A developer (or team) starts with an approved, stable version of the system’s source code. They create a set of changes (a “changeset”) to introduce new functionality or improve software behavior.

Any codebase will have many interacting constraints and rules. Much of the art of software development involves making new changes while remaining compatible with existing functionality.

Team A is working on a change and started with version A of the main development line, which works fine as an isolated change.

Team B is working on a change also based on version A of the main code line, and their change also works fine.

The problem shows up much later. While each change works independently, the two don’t work together.

As long as changes are isolated, the developers are unaware of the defects they injected.

illustration showing my uncommitted changes vs your uncommitted changes as the risk of collision

You can't ensure compatibility if you can't see what's coming.

When an integration issue (an incompatible set of changes) surfaces, the developers must identify the underlying issues, locate the affected regions of code, and make the necessary design changes.

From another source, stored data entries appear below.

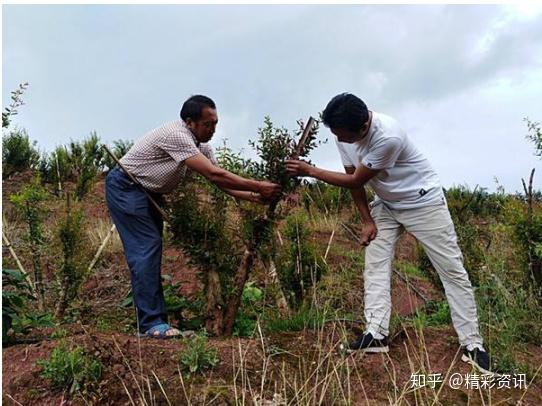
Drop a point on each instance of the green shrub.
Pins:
(305, 318)
(120, 148)
(18, 153)
(326, 198)
(298, 265)
(72, 267)
(15, 295)
(251, 307)
(71, 371)
(15, 103)
(197, 356)
(30, 203)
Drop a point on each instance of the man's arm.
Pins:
(369, 230)
(244, 195)
(227, 180)
(359, 177)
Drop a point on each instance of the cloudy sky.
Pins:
(459, 78)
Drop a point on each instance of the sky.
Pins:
(459, 78)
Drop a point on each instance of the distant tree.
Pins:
(18, 153)
(534, 135)
(16, 102)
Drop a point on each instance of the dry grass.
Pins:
(98, 230)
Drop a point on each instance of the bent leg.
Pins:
(433, 227)
(378, 259)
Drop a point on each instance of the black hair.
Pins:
(193, 107)
(345, 111)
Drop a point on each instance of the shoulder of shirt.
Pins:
(387, 126)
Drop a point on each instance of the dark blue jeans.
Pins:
(140, 228)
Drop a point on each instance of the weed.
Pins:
(197, 356)
(71, 371)
(304, 318)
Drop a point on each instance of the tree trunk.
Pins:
(280, 299)
(215, 305)
(239, 284)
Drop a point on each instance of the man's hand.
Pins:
(368, 233)
(295, 167)
(269, 190)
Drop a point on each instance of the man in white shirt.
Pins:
(376, 151)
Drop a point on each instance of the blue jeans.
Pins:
(140, 228)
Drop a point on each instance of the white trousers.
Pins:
(433, 228)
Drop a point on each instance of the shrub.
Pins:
(251, 307)
(298, 266)
(71, 371)
(18, 153)
(304, 318)
(72, 269)
(120, 148)
(16, 102)
(29, 202)
(16, 293)
(197, 356)
(326, 198)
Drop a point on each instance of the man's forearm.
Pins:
(242, 194)
(227, 180)
(335, 178)
(360, 199)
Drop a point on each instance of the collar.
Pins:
(183, 124)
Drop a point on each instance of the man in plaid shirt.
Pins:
(158, 161)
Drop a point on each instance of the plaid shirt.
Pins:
(157, 159)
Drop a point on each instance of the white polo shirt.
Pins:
(406, 179)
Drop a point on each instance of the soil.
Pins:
(147, 371)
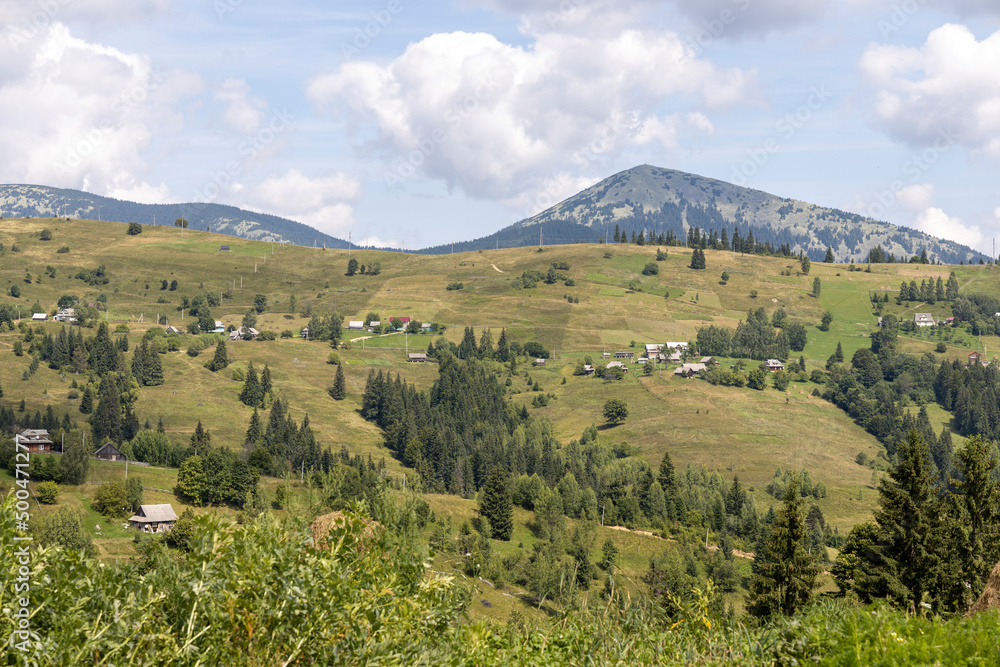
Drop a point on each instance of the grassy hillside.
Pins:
(733, 430)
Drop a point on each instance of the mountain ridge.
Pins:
(655, 199)
(41, 201)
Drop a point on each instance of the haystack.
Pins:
(990, 599)
(322, 525)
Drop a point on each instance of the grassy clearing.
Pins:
(736, 431)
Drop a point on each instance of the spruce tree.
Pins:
(251, 394)
(265, 381)
(87, 401)
(907, 558)
(221, 358)
(338, 390)
(106, 421)
(496, 505)
(503, 349)
(154, 368)
(784, 574)
(974, 520)
(254, 433)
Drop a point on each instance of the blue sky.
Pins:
(416, 123)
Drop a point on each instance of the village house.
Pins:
(154, 518)
(241, 334)
(65, 315)
(689, 370)
(36, 440)
(109, 453)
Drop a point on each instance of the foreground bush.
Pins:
(260, 594)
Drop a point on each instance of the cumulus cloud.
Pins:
(722, 19)
(78, 114)
(243, 113)
(947, 85)
(323, 202)
(936, 222)
(495, 119)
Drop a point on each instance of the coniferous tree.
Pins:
(951, 288)
(154, 368)
(251, 394)
(974, 520)
(255, 432)
(265, 381)
(468, 348)
(906, 559)
(503, 349)
(87, 401)
(221, 358)
(338, 390)
(784, 574)
(496, 505)
(486, 345)
(667, 476)
(106, 421)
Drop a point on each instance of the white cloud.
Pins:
(143, 193)
(936, 222)
(243, 112)
(949, 85)
(78, 114)
(916, 197)
(495, 119)
(322, 202)
(733, 18)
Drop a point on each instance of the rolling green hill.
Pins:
(737, 431)
(656, 200)
(32, 201)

This rework usually falls to the team whose code changes were merged last. The first team’s changes integrate fine. This often makes the earlier-merged team seem superior to the teams whose code was equally valid but whose changeset was added just before the error was spotted.

When blame is given, it’s the “luck of the draw” who receives the blame. “It was fine before we added your code” doesn’t mean that the team merged last did a poor job. This is counterintuitive but worth considering. If the merges had happened in the opposite order, the other team would seem to be at fault.

The problem is that neither team could tell that their changes would not mesh with the other team’s changes.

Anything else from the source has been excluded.